More Health Workers Are Needed
To realize the levels of UHC targeted in the IHME analysis (80 of 100), both the Philippines and Bangladesh will need more health workers. Based on estimates that predate the pandemic, Bangladesh would have to more than triple the number of doctors in its workforce and employ 14 times as many nurses. Similarly, the Philippines would need to employ more than five times as many doctors and three-and-a-half times more nurses.
The additional number of workers to be trained and employed is substantial, and both countries already face significant challenges in the areas of recruitment and retention of health workers. The Philippines has bolstered the country's nursing training program to educate nurses who work locally and abroad, but restrictions on working abroad implemented in response to the COVID-19 pandemic, coupled with insufficient pay, have caused nurses to threaten to resign en masse.
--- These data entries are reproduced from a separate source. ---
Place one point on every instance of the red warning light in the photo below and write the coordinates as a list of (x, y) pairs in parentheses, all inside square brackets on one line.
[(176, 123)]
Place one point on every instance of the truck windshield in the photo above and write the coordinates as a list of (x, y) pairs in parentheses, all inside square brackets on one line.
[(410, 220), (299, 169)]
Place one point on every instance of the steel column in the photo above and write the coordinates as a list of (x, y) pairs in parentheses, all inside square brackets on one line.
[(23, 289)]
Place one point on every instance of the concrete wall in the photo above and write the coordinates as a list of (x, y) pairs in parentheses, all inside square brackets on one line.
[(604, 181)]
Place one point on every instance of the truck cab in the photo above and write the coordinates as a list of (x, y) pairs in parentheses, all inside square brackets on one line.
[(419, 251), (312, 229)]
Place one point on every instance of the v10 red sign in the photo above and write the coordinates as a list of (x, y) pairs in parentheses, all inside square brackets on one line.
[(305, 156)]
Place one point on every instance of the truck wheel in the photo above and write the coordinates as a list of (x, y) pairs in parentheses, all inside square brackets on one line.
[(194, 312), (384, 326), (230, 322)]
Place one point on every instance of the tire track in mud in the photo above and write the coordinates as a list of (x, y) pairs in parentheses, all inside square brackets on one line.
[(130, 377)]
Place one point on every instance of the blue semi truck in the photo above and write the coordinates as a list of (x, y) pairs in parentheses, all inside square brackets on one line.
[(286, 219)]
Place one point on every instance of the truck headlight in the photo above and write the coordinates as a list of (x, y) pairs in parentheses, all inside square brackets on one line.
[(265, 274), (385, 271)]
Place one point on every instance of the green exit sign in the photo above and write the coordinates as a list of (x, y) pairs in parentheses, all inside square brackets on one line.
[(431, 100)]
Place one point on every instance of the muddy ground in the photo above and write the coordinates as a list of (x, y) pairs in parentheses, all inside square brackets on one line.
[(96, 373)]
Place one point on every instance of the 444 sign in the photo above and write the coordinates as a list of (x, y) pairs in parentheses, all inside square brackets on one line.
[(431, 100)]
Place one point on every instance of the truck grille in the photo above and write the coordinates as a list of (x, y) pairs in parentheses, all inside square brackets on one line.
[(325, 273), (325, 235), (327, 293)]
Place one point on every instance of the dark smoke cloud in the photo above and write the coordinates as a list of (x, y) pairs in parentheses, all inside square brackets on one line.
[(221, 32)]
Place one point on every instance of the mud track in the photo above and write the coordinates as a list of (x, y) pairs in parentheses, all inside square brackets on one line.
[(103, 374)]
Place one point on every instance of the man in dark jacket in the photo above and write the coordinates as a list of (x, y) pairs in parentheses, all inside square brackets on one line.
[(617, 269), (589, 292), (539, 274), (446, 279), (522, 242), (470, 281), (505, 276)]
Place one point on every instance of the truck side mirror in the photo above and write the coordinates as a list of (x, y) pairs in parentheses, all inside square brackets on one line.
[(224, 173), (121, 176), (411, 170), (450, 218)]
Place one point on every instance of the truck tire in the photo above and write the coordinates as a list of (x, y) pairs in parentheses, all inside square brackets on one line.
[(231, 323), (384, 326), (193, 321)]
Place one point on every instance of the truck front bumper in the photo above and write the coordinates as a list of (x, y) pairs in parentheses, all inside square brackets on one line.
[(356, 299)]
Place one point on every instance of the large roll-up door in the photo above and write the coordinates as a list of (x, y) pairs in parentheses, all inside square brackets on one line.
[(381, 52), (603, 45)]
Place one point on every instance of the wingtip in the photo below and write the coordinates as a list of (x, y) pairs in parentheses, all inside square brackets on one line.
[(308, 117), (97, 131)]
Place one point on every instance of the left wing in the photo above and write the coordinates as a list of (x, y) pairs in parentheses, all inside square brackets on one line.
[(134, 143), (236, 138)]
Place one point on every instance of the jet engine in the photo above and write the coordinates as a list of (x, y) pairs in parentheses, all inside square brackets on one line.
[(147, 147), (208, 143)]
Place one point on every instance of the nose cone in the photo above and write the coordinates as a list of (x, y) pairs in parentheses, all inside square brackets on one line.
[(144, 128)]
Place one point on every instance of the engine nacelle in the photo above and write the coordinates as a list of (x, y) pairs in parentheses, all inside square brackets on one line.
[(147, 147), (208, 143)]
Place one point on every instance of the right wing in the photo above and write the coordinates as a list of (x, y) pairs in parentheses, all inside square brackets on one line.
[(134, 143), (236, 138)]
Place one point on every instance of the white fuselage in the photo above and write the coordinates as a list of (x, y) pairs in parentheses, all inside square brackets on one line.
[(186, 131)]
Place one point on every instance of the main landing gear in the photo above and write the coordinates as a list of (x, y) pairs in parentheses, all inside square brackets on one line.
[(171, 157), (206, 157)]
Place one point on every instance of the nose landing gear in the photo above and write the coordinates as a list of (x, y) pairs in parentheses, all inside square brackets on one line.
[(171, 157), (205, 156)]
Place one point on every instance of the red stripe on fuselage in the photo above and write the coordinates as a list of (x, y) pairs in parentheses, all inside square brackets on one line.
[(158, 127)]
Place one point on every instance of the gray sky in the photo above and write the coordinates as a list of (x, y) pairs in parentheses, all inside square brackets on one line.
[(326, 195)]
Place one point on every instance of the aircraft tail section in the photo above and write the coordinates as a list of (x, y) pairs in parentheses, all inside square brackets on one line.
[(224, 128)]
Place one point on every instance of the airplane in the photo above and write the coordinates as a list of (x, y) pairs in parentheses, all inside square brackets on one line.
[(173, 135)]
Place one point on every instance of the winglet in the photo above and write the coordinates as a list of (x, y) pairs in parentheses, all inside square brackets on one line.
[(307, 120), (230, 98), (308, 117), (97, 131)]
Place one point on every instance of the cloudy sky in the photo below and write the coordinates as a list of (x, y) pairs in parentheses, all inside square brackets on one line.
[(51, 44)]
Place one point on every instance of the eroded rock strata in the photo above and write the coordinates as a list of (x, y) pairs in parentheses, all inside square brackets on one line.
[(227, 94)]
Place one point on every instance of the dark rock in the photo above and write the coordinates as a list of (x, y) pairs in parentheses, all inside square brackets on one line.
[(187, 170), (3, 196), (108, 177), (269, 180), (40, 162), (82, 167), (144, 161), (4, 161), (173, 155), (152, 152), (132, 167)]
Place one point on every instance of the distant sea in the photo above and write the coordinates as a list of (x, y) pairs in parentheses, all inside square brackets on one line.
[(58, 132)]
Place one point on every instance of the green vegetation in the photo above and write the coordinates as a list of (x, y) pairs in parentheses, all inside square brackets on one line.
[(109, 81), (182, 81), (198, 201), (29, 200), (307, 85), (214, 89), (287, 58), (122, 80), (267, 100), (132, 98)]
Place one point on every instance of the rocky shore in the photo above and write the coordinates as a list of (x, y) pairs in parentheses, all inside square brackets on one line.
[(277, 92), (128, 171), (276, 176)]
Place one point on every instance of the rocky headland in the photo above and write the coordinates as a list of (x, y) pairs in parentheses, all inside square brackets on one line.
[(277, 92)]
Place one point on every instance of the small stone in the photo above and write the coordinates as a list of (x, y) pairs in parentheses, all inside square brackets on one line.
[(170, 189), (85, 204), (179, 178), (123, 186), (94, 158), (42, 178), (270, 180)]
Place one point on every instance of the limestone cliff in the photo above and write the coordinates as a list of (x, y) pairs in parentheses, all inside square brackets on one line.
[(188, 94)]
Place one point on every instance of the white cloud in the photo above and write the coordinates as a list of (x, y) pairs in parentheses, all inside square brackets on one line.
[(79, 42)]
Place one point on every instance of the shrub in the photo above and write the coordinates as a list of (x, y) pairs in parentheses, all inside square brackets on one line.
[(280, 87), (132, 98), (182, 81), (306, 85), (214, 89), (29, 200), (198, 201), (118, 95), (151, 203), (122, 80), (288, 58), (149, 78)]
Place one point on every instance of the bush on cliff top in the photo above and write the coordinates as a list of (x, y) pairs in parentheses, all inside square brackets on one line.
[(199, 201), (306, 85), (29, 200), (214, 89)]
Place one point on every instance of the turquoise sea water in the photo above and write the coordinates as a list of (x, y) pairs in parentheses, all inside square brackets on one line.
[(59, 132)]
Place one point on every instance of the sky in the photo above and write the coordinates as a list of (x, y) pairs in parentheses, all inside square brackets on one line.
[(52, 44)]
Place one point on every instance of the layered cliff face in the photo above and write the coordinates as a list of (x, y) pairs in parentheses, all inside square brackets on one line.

Although the country has robust and readily available nursing training programs, it is the largest exporter of nurses globally, signaling a need to incentivize nurses to stay in the Philippines.
Meanwhile, Bangladesh only recently reestablished its health worker recruiting practices, after a five-year pause that ended in 2018. Beyond recruitment stoppages, the estimated health worker shortages are further exacerbated by under-resourced work conditions, widespread absenteeism, and low retention, particularly in rural communities.
In the face of doctor and nurse shortages, Bangladesh and the Philippines have leveraged health workforces with different compositions to attain similar levels of UHC. In both countries, implementing policies to improve the recruitment, training, retention, and incentives of health workers will be fundamental to improving health system performance. Further investigation into the factors that make this possible could inform efforts to pursue UHC in these countries and elsewhere.
EDITOR’S NOTE: The authors are employed by the University of Washington's Institute for Health Metrics and Evaluation (IHME), which produced the health workforce estimates described in this article. IHME collaborates with the Council on Foreign Relations on Think Global Health. All statements and views expressed in this article are solely those of the individual authors and are not necessarily shared by their institution.